Project idea: Network thermometer
Posted on October 31, 2013.
It's been a while since our previous project idea post, so it's time for a new idea. Here in Latvia it's autumn. So we had to turn the heating system on to be able to keep on producing Cirqoids for you. One thing that always bothered us is reliability of our heating system. It happens to stop occasionally. And while usually it can be easily restarted, if this happens on a cold winter weekend we risk facing sub-zero temperatures when we come Monday morning. So we decided to put together a network thermometer to keep an eye on what's going on here while we are away.
We've chosen STM32F107 MCU for this project. It supports Ethernet and has sufficient flash and RAM size for this relatively simple project.
We also needed a RJ45 connector to actually connect the board to the network. We've picked up a J00-0061NL manufactured by Pulse. It has built-in transformers, which simplifies circuitry.
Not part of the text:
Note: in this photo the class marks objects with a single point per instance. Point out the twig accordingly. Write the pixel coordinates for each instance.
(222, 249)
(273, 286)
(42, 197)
To be able to hook up an MCU to Ethernet network one more thing is needed - an Ethernet transceiver chip (commonly known as PHY) which goes between connector and MCU. It takes care of translating signals in UTP cable into binary packets that can be sent to the MCU and vice versa. For this project we have selected chip KSZ8081RNACA TR made by Micrel. Both connector and PHY support transfer rates up to 100Mbps, which is an awful lot for this project. But that's going to be nice, shall we want to reuse this design for something else.
The temperature sensor itself is DS18B20 - we had it lying around and it's good enough for what we wanted. It uses OneWire protocol to communicate with MCU.
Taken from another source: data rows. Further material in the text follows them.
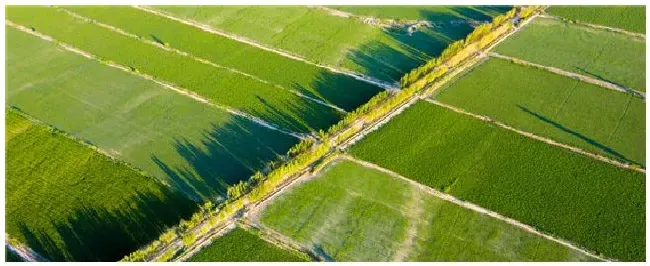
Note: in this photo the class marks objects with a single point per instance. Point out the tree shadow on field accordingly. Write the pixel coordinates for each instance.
(225, 155)
(579, 135)
(96, 234)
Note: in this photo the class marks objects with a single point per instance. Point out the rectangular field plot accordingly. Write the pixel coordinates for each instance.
(438, 14)
(241, 245)
(569, 111)
(337, 89)
(571, 196)
(600, 54)
(68, 202)
(324, 38)
(218, 85)
(629, 18)
(354, 213)
(191, 146)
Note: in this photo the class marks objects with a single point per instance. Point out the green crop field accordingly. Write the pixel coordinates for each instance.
(569, 111)
(354, 213)
(595, 204)
(337, 89)
(240, 245)
(327, 39)
(630, 18)
(437, 14)
(604, 55)
(68, 202)
(191, 146)
(220, 86)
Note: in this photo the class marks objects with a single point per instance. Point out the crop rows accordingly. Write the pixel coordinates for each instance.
(586, 116)
(338, 89)
(571, 196)
(608, 56)
(218, 85)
As usually the board was designed in Eagle and design files are available for download in PDF and Eagle formats. Initially we wanted to use Power over ethernet (PoE) to supply the board with power. But this would make it more complicated than it's necessary and wouldn't make any practical sense, as we'd have to use PoE injector instead of simple wall wart adapter. So besides RJ45 connector the board also has header for power supply and SWD header for programming and debugging the MCU. We decided to break 1-Wire connection to the header instead of soldering the sensor on the board because this lets us use the same board with whatever 1-Wire device (or several devices - 1-Wire can be daisy chained) if we like.
This is the layout of the board we ended up with:
Producing the board
We once again took our trusty Cirqoid machine and used it to produce the board and populate it with all the components. That's what we've got after reflow and soldering through the hole components:
While interfacing with 1-Wire temperature sensor is quite an easy thing, Ethernet, TCP/IP and HTTP aren't. So we decided to use ChibiOS (very lightweight and easy to use open source RTOS with support for lots of MCUs). It also supports lwIP integration (lwIP is an implementation of TCP/IP stack). So in theory all we had to do was implementing HTTP request handling method which would read data from the sensor and present it in HTML. In practice it turned out to be a little bit more complicated - ChibiOS didn't support the PHY chip we decided to use. So we had to patch ChibiOS to get our PHY working.
The end result
So after hacking the ChibiOS we finally got the page we were hoping for:
Feel free to use the this project as a template for your own projects - 1-Wire interface can be easily changed to whatever else, giving you ability to watch or control whatever you wish from the network. lwIP also supports other protocols besides HTTP. Say, it can send email notifications in case temperature goes out of predefined range.